= Robert Aitken (dermatologist) =

Scottish physician

Robert Aitken FRSE (1888-1954) was a 20th-century Scottish physician specialising in dermatology and was an expert on lupus vulgaris. He served as president of the Royal Scottish Society of Arts from 1941 to 1944. He was president of the British Association of Dermatologists from 1949 to 1950.

==Life==
Aitken was born on 6 April 1888 in Edinburgh and was educated at Daniel Stewart's College. He studied medicine at the University of Edinburgh, graduating with an MB ChB in 1911. He then went to work as an assistant to a Dr Crerar in Maryport and before returning to the University to study dermatology under Norman Walker.

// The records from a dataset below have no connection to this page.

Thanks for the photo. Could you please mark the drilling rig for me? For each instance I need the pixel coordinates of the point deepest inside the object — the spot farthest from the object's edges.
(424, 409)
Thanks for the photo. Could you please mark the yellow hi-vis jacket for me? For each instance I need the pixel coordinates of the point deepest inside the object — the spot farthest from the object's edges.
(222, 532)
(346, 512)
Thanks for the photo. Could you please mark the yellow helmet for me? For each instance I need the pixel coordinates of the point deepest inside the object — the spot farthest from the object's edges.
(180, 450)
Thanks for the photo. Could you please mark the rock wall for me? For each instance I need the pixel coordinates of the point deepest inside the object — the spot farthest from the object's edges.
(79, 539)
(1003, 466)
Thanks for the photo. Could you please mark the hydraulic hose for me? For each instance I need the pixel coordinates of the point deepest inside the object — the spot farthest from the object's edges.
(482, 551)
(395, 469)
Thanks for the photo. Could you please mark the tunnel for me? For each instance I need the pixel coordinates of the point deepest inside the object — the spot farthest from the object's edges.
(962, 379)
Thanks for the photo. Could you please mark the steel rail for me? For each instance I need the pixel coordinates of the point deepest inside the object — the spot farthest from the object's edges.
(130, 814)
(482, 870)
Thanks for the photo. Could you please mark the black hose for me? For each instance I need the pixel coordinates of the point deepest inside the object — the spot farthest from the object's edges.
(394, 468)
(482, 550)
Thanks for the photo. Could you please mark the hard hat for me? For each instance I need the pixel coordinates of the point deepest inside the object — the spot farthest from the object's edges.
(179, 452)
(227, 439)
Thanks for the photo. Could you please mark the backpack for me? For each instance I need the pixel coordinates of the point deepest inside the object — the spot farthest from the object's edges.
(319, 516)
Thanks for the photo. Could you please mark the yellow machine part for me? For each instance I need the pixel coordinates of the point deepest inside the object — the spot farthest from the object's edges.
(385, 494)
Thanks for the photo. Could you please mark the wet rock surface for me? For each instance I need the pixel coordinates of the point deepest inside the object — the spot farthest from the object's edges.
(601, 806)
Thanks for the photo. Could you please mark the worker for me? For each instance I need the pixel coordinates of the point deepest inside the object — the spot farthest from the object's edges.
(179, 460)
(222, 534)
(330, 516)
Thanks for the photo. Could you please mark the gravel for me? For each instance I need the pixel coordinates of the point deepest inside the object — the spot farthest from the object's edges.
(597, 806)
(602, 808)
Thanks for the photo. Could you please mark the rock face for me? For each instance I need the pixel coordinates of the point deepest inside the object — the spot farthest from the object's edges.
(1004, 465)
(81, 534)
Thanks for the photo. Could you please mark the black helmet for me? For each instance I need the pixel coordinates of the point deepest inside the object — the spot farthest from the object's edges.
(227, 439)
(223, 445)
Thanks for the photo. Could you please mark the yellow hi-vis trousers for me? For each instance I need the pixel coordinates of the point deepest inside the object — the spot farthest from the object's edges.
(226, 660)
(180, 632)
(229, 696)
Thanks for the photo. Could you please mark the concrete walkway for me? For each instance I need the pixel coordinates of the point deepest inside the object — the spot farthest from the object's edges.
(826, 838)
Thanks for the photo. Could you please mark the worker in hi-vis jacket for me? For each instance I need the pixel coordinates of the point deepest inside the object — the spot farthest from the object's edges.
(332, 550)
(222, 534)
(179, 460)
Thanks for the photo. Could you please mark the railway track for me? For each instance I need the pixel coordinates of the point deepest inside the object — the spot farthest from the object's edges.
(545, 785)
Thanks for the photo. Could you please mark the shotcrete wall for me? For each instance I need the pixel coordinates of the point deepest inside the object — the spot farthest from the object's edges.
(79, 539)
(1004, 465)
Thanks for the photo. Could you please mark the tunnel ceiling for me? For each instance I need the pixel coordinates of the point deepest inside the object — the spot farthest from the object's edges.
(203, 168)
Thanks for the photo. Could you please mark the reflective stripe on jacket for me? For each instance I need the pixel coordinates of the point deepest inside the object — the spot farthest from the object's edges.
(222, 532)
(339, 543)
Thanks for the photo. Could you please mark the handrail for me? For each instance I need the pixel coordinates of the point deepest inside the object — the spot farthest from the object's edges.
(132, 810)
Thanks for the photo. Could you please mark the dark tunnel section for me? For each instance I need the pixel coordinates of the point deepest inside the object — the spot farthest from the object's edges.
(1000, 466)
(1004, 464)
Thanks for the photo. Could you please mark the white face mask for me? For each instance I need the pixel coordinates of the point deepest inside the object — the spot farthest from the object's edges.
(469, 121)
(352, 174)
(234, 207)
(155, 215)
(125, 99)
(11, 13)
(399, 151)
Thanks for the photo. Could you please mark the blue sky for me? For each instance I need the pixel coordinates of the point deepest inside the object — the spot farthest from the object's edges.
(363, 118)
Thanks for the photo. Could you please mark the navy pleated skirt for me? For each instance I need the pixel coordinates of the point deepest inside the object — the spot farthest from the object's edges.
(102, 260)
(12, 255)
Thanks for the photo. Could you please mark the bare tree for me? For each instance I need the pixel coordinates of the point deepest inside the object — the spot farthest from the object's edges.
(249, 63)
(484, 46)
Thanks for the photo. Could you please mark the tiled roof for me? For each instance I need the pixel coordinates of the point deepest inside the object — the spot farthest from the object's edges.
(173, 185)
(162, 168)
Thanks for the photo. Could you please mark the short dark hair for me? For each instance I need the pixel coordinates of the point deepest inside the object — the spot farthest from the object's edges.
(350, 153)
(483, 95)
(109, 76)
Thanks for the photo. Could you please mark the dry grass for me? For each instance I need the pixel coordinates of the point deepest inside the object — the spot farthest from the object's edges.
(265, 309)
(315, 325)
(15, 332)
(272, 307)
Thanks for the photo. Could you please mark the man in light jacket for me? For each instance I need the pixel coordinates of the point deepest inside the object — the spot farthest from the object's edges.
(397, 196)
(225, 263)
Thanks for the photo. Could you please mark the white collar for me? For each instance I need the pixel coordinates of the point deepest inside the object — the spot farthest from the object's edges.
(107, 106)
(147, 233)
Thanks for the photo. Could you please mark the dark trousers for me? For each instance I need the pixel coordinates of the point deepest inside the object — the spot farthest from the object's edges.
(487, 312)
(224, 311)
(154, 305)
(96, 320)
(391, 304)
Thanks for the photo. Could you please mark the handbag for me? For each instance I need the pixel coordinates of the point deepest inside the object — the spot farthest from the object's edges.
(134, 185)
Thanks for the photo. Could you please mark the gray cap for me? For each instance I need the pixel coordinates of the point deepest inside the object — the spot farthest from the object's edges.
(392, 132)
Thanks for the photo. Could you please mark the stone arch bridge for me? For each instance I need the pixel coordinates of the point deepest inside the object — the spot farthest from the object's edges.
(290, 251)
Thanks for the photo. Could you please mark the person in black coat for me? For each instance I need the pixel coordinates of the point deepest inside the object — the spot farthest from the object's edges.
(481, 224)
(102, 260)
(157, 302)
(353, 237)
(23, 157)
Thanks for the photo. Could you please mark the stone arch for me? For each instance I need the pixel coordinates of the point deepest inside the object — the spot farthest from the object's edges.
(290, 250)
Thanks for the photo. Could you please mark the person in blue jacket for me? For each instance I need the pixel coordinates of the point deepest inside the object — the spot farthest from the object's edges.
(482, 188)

In the First World War he served as a physician to the Royal Navy on a hospital ship with the Mediterranean Fleet. During this period he received his doctorate (MD) in 1917. After the war he began working as a dermatologist at Edinburgh Royal Infirmary, where he remained for his entire career. From 1933 he began lecturing in dermatology at the University of Edinburgh. In 1945 he was elected a Fellow of the Royal Society of Edinburgh. His proposers included Douglas Guthrie, Ernest Wedderburn, and William Frederick Harvey.

He retired in July 1953 and died in Edinburgh Royal Infirmary of heart disease on 17 March 1954 following a period of ill-health.